Worker’s Compensation Insurance Waiver
Insured Name:
Insurer:
Policy No.:
LLC MANAGING MEMBERS – WAIVER OF WORKERS’ COMPENSATION COVERAGE
Pursuant to California Labor Code section 3352(q), I hereby certify, under penalty of perjury, that I am a managing member of the above – named insured. As a managing member, I elect to be excluded from the insured’s workers’ compensation insurance policy with the above – referenced insurer . I understand and agree that this written waiver will be effective upon the date of receipt and acceptance by the limited liability company’s insurer and it shall remain in effect until I provide the insurer with a written withdrawal of this waiver. I understand and agree that by signing this waiver, I will not be entitled to coverage under the insured’s workers’ compensation insurance policy with the above – referenced insurer if an employment – related injury occurs.

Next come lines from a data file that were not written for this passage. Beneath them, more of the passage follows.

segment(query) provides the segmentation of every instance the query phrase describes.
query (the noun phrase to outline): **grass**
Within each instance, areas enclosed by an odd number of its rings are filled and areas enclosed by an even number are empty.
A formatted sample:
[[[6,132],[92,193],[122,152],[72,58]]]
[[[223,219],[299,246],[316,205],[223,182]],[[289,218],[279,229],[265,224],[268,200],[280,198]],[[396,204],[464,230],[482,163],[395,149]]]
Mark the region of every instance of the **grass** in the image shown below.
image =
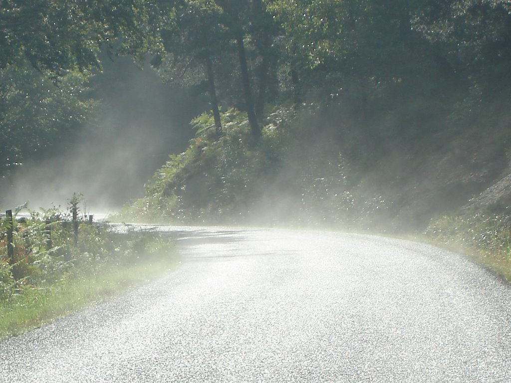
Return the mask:
[[[0,302],[0,340],[119,296],[162,276],[176,264],[173,251],[165,257],[153,255],[122,267],[111,265],[95,274],[82,273],[51,285],[25,288],[8,301]]]

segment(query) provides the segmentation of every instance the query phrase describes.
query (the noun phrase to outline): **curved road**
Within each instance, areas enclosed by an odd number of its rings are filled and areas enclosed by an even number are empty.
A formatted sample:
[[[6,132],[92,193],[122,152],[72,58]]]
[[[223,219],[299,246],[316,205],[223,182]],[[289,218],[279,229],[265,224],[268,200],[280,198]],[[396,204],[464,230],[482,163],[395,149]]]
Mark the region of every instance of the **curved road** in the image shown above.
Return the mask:
[[[511,381],[511,289],[462,257],[360,234],[161,229],[177,270],[0,343],[0,381]]]

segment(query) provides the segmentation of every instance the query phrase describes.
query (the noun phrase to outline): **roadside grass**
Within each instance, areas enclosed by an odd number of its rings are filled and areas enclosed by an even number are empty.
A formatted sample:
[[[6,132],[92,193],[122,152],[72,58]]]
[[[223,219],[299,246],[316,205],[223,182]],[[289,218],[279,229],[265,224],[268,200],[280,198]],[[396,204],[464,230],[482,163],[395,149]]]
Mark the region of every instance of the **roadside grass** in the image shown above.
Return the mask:
[[[119,296],[162,276],[177,263],[175,251],[170,249],[131,264],[105,266],[94,273],[78,272],[52,284],[24,286],[9,300],[0,301],[0,340]]]

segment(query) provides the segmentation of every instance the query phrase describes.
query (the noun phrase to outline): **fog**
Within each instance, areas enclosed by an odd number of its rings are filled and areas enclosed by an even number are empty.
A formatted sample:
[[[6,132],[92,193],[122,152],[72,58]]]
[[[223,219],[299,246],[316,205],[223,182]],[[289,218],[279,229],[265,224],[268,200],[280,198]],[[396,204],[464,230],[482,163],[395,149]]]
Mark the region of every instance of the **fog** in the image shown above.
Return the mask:
[[[200,102],[164,84],[148,64],[141,69],[128,58],[105,58],[103,66],[91,81],[101,100],[95,122],[83,127],[65,153],[26,162],[2,180],[0,208],[27,201],[32,209],[65,207],[76,193],[90,213],[111,212],[143,196],[144,183],[168,155],[185,148]]]

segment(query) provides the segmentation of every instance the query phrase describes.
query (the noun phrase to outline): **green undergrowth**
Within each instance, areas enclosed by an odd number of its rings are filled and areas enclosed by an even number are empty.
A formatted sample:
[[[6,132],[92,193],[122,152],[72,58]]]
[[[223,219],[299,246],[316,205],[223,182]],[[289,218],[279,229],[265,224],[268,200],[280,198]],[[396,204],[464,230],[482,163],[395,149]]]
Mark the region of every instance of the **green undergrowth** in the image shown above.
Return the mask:
[[[445,216],[426,232],[435,244],[466,254],[511,282],[509,208],[486,207]]]
[[[219,135],[211,115],[198,116],[187,150],[171,155],[146,185],[146,197],[127,204],[115,219],[363,227],[386,208],[385,201],[376,193],[359,198],[353,192],[357,180],[341,153],[338,132],[318,125],[315,113],[276,107],[257,140],[244,112],[222,112]]]
[[[176,264],[173,253],[92,275],[78,274],[52,284],[26,288],[0,302],[0,339],[52,323],[95,302],[118,296],[168,272]]]

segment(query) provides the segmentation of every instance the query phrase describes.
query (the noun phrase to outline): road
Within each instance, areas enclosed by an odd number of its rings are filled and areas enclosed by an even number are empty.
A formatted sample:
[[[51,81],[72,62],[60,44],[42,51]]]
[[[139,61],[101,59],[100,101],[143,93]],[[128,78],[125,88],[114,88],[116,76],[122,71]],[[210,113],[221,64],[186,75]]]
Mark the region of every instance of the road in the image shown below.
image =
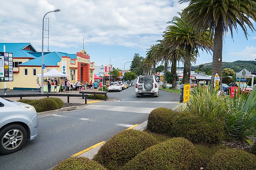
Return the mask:
[[[108,93],[116,101],[40,117],[37,137],[18,152],[0,155],[0,169],[50,169],[72,154],[146,121],[154,108],[173,107],[179,100],[178,95],[162,91],[158,98],[137,98],[135,88]]]

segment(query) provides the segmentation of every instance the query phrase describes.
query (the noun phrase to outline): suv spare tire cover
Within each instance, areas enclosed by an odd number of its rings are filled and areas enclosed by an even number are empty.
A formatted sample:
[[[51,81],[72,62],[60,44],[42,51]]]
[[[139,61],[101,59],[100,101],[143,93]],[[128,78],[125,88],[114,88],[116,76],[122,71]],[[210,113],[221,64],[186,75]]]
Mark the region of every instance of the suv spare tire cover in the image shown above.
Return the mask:
[[[144,88],[146,90],[151,90],[153,88],[153,83],[151,82],[146,82],[144,83]]]

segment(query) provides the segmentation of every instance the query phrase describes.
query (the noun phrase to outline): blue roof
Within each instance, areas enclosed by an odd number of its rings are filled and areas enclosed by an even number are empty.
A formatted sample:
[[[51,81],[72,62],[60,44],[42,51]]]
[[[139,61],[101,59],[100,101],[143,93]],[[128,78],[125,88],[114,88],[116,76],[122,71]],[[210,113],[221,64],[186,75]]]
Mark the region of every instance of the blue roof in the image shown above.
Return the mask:
[[[67,56],[62,53],[54,51],[44,55],[44,64],[45,66],[57,66],[58,63],[61,61],[62,56]],[[23,63],[19,66],[41,66],[42,56],[38,57]]]
[[[35,58],[35,56],[27,52],[31,52],[31,51],[22,50],[28,46],[30,46],[33,51],[37,52],[30,43],[0,43],[0,51],[3,52],[4,45],[5,46],[5,51],[12,53],[15,57]]]

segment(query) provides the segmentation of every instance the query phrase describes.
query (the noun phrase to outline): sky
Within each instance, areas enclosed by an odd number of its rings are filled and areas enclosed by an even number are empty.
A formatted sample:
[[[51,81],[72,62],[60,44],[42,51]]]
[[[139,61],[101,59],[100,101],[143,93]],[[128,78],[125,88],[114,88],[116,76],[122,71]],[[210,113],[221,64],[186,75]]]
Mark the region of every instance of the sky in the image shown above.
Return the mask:
[[[149,46],[162,38],[167,22],[187,5],[178,0],[0,0],[0,42],[30,43],[41,51],[42,22],[49,18],[49,50],[75,53],[85,49],[95,65],[110,63],[123,69],[135,53],[145,56]],[[44,30],[48,30],[48,20]],[[254,26],[256,24],[254,22]],[[45,37],[48,32],[44,31]],[[242,30],[225,38],[223,61],[254,60],[256,34]],[[48,40],[45,38],[44,51]],[[201,52],[196,65],[211,62],[212,56]],[[129,67],[125,65],[125,69]],[[180,66],[182,64],[180,64]]]

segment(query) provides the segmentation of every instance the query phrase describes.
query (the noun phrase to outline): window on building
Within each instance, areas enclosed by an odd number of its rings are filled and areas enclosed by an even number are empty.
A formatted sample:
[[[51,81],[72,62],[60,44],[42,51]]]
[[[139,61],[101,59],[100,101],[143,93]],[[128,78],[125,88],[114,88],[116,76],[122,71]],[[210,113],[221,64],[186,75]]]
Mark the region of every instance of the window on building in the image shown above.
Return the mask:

_______________________________
Print Managing Member’s Full Name
_______________________________
Title
_______________________________
Managing Member’s Signature
Date: ______________________
Accepted:
_______________________________
Insurance Company
Date: ___________________
NOTE TO EMPLOYER: The exclusion will be endorsed to the policy upon our receipt and acceptance of a signed and properly completed form. The person electing exclusion must sign this form. Company representatives may not sign on behalf of the individual. One exclusion per form. Submit additional forms if needed.